November 16, 2012
Imagine if Mercedes announced gains in units sold, without reference to which particular units accounted for the gains. Are those units from the SL series, priced at over $100,000 or are they Smart cars, at under $20,000? Flat numbers, blending across entirely unrelated lines, are worthless. There's no other way to describe it.
The Oil & Gas sector is problematic enough in restricting material news flow to quarterly reports (see my rant on that here). My beef today is on usage of a measure called BOE/day. Short for barrels-of-oil-equivalent-per-day, this term collapses oil and gas together in one count for the sake of simplicity.
From Albert Einstein, "Everything should be made as simple as possible, but not simpler."
Here's where BOE/day goes too far in the name of simplicity. BOE incorporates a 6:1 ratio of gas (mcf – thousand cubic feet) to oil (barrel). This ratio is a function of the BTUs (British thermal unit) produced by each fuel. To wit, it takes approximately 6 mcf of natural gas to generate the same amount of energy as produced by one barrel of oil. Ceteris paribus, prices would mirror this ratio. Ceteris paribus, of course, is dreamland. Long ago and far away, the price of a barrel of oil may also have been 6x that of one mcf of gas.

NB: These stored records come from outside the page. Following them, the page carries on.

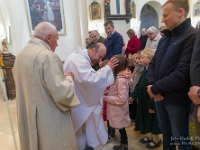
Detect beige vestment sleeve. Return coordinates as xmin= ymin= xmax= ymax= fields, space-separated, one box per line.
xmin=43 ymin=54 xmax=80 ymax=112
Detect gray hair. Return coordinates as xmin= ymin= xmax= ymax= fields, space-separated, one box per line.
xmin=91 ymin=30 xmax=100 ymax=35
xmin=34 ymin=22 xmax=57 ymax=40
xmin=147 ymin=26 xmax=158 ymax=34
xmin=104 ymin=20 xmax=114 ymax=28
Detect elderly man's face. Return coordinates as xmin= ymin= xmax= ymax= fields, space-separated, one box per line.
xmin=162 ymin=2 xmax=181 ymax=31
xmin=86 ymin=39 xmax=91 ymax=45
xmin=91 ymin=32 xmax=100 ymax=42
xmin=141 ymin=29 xmax=146 ymax=36
xmin=147 ymin=32 xmax=157 ymax=40
xmin=48 ymin=32 xmax=59 ymax=52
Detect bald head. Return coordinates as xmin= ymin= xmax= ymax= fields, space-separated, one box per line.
xmin=34 ymin=22 xmax=57 ymax=41
xmin=34 ymin=22 xmax=59 ymax=52
xmin=96 ymin=42 xmax=106 ymax=53
xmin=141 ymin=28 xmax=147 ymax=36
xmin=88 ymin=42 xmax=106 ymax=66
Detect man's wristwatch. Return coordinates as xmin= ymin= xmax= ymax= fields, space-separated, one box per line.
xmin=198 ymin=88 xmax=200 ymax=98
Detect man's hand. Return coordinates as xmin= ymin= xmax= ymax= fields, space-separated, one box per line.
xmin=188 ymin=86 xmax=200 ymax=105
xmin=147 ymin=85 xmax=164 ymax=101
xmin=107 ymin=57 xmax=119 ymax=70
xmin=64 ymin=72 xmax=74 ymax=80
xmin=99 ymin=60 xmax=103 ymax=68
xmin=153 ymin=94 xmax=164 ymax=101
xmin=147 ymin=85 xmax=154 ymax=98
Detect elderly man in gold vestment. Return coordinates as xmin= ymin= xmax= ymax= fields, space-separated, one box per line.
xmin=14 ymin=22 xmax=80 ymax=150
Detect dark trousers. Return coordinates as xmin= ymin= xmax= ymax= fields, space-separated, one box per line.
xmin=107 ymin=121 xmax=115 ymax=138
xmin=155 ymin=102 xmax=192 ymax=150
xmin=118 ymin=128 xmax=128 ymax=144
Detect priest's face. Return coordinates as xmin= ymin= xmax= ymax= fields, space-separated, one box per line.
xmin=90 ymin=48 xmax=106 ymax=66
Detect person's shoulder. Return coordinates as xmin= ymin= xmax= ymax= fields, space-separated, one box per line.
xmin=114 ymin=31 xmax=123 ymax=37
xmin=185 ymin=26 xmax=197 ymax=35
xmin=40 ymin=50 xmax=61 ymax=64
xmin=113 ymin=32 xmax=123 ymax=41
xmin=132 ymin=35 xmax=139 ymax=40
xmin=116 ymin=76 xmax=130 ymax=87
xmin=67 ymin=51 xmax=89 ymax=66
xmin=39 ymin=48 xmax=55 ymax=57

Soooo… blending the two for an equivalent, adjusted by this ratio would have been fair game. Well… the price of oil today stands at $86.31. Recent quarterly reports in Western Canada have the price of natural gas in the range of $2.27. That's certainly not 6x, is it? More like 38x. Moreover, the prices of these commodities vary widely by type or region. Brent Crude goes for $108.57. Gas in New Zealand is recently reported at $4.38. On top of all this, there's no cost quotient built in to the differential. In short, what we've got here is a dog's breakfast, with no rational foundation.
The only consideration that should be of interest to investors would be cash flow, or at most, cash flow per unit. My own preference would be to show absolutely no mixing of the two commodities in company reports, other than in consolidated financial statements, with no reference to volumes. Volumes need to be maintained and reported separately. Mixing of the two does no more than muddy the true picture of what's going on.

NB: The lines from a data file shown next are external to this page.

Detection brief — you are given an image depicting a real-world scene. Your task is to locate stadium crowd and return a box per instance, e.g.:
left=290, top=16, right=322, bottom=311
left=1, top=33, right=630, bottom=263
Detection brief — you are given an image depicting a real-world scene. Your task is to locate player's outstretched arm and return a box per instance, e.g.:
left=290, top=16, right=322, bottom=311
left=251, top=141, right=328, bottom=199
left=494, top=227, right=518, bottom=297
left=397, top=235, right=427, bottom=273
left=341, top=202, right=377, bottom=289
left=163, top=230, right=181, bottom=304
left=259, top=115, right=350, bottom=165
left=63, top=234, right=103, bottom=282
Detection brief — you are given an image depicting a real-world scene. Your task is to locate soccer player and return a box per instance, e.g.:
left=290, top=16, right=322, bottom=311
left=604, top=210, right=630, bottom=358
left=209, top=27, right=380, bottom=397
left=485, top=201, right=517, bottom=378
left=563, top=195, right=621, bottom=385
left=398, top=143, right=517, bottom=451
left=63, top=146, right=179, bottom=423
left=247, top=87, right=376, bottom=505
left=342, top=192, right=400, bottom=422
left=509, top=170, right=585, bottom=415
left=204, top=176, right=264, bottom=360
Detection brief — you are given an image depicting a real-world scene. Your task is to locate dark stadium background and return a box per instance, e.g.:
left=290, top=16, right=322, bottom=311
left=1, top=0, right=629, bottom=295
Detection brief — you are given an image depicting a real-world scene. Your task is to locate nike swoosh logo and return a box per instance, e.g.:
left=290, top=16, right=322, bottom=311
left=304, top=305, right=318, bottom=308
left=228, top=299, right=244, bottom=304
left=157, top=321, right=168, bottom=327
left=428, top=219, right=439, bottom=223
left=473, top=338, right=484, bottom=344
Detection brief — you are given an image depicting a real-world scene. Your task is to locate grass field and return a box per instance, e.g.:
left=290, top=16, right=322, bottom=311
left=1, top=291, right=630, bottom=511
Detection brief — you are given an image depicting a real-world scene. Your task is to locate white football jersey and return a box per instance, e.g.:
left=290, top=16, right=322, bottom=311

No one seems inclined to remedy this mess. Moreover, company after company issues releases including headlines or boldfaced bullet points declaring current or projected BOEs. Analysts play along with this charade, adding only parenthetic or footnoted references to the mix of oil and gas. The numbers are all there, mind you. Make no mistake of it, the numbers are there. The challenge is that, for no supportable reason, you'll need to pull out your calculator and dig through small print footnotes to get to the truth of the matter.

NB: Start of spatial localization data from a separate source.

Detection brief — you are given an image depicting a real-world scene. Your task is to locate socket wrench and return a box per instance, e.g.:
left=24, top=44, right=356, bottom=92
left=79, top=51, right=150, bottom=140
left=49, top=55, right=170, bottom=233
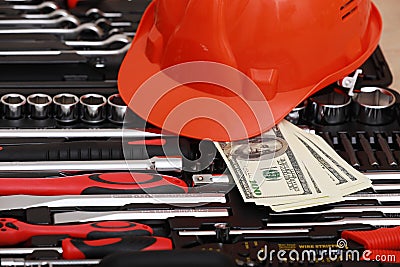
left=80, top=93, right=107, bottom=123
left=352, top=87, right=396, bottom=125
left=0, top=93, right=25, bottom=119
left=27, top=93, right=52, bottom=119
left=107, top=94, right=127, bottom=124
left=53, top=93, right=79, bottom=123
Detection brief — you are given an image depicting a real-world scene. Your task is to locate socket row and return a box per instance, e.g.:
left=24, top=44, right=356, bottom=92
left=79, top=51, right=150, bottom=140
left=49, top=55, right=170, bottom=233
left=0, top=93, right=127, bottom=124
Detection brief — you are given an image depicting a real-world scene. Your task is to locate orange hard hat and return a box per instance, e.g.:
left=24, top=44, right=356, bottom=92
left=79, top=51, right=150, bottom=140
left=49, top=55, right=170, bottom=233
left=118, top=0, right=382, bottom=141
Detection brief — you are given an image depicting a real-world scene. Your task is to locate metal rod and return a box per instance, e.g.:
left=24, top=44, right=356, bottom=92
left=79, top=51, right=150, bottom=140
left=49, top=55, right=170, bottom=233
left=267, top=217, right=400, bottom=227
left=1, top=258, right=100, bottom=266
left=0, top=194, right=226, bottom=211
left=0, top=157, right=182, bottom=172
left=0, top=128, right=161, bottom=138
left=271, top=205, right=400, bottom=216
left=54, top=208, right=229, bottom=223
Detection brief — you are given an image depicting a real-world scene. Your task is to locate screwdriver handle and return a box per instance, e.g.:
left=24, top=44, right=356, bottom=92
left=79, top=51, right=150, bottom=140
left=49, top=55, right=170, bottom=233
left=0, top=137, right=193, bottom=161
left=62, top=236, right=172, bottom=259
left=0, top=219, right=153, bottom=246
left=0, top=172, right=188, bottom=195
left=342, top=226, right=400, bottom=250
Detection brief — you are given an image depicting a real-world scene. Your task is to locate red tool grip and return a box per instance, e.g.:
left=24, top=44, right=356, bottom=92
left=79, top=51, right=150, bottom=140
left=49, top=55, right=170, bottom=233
left=0, top=218, right=153, bottom=246
left=0, top=172, right=188, bottom=195
left=342, top=226, right=400, bottom=250
left=62, top=236, right=172, bottom=259
left=67, top=0, right=79, bottom=8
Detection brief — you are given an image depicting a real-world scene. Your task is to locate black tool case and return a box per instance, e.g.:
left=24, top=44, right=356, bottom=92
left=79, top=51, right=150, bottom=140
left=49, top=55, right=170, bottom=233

My family and I watched a 2002 episode of West Wing last night. In it, Sam Seaborn, played by Rob Lowe, says to the President, "I don't think it's such a good idea to be casual about the truth." I agree and the notion fits here perfectly.
Yesterday, I read a release reflecting BOE/day up from the previous quarter by 11%. Well… it seems from the same release that revenues were down from the previous quarter by 19% (a number you'd have to interpolate from what was provided, of course, because it didn't actually say this), leading me to read more closely. Further scrutiny revealed that gas volumes were up by 150%. Unfortunately, oil volumes were down by 33%, quarter over quarter. Both of these quarterly comparisons needed to be calculated, I should say, as comparisons offered were to six month reports and previous year performance. Adjusted for price information provided in the release, 'true' BOEs were calculated as down by 20%, almost a perfect match to the revenue drop.
Later in the day, I fell upon an analyst's summary of this news, reporting that BOE/d was higher than he'd forecasted. He also reported BOE/d at a figure 11.8 per cent higher than was named in the actual news release. What's up with that, I ask?
On the company side of this issue, I understand that nobody wants to be the first out of the trenches (think of WWI), as their transparent reporting would be missed by most who are not careful readers (to use the generous description). Transparent apples would be compared to opaque oranges, leaving full and frank reporting penalized by an unknowing marketplace.
On the analyst side, why on Earth would a purportedly independent person perpetuate the myth that BOE/day offers any value whatsoever? For those who understand that this measure holds nothing, such behaviour can only be seen as irresponsible. For those who do not understand… well, I know, ignorance is no excuse. This said, don't take me for a ride and then tell me that I should have known that you were taking me for a ride. Not the best way to build trust… if trust is something to be valued, that is.
Same old… same old.
Gotta run… I'm off to test drive a new Mercedes.